Zarel fue volviendo la cabeza lentamente, y su mirada recorrió los cuatro rostros: Kirlen de Bolk, Jimak de Ingkara, Tulan de Kestha y Varnel de Fentesk.

—Vuestro comportamiento ha sido incalificable —dijo Zarel con visible irritación.

Kirlen dejó escapar una risita sarcástica.

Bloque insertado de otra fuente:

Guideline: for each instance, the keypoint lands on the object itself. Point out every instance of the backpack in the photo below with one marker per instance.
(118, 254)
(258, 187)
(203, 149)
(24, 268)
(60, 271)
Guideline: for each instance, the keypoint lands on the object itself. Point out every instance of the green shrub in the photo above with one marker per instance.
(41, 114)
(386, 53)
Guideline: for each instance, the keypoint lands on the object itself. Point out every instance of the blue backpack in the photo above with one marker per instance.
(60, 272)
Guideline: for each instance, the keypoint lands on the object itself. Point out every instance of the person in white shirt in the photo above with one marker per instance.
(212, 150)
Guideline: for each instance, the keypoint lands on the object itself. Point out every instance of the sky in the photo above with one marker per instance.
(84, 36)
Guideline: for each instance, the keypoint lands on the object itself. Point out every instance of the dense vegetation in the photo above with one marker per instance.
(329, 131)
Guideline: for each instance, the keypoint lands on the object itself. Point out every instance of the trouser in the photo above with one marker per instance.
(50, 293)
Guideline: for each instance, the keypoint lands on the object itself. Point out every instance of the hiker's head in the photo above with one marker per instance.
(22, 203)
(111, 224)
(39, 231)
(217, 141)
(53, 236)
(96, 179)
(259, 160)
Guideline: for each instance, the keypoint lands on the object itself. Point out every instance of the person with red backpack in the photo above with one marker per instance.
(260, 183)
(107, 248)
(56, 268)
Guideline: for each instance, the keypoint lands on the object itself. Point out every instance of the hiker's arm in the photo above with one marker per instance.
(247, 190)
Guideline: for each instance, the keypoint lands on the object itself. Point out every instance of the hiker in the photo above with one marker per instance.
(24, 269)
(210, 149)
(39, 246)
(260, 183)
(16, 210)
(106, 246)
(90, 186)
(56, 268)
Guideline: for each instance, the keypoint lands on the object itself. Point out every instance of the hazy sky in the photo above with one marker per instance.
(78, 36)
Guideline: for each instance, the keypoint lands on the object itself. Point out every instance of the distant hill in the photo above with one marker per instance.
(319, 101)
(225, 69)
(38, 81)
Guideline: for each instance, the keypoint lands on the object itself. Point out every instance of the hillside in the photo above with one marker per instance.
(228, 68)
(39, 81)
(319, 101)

—Dile todo eso al Caminante —replicó—. Explícale que no eres capaz de seguir controlando la situación por más tiempo. Cuéntale que eres un estúpido incompetente cuyo reino puede ser convertido en un caos por la simple intervención de un

hanin solitario.

—¿Y dónde está ahora?

La mirada de Zarel fue recorriendo sus rostros, y no tardó en estar seguro de que el luchador tuerto no se había refugiado en ninguna Casa.

—¿Y vuestras ofrendas de maná? —preguntó.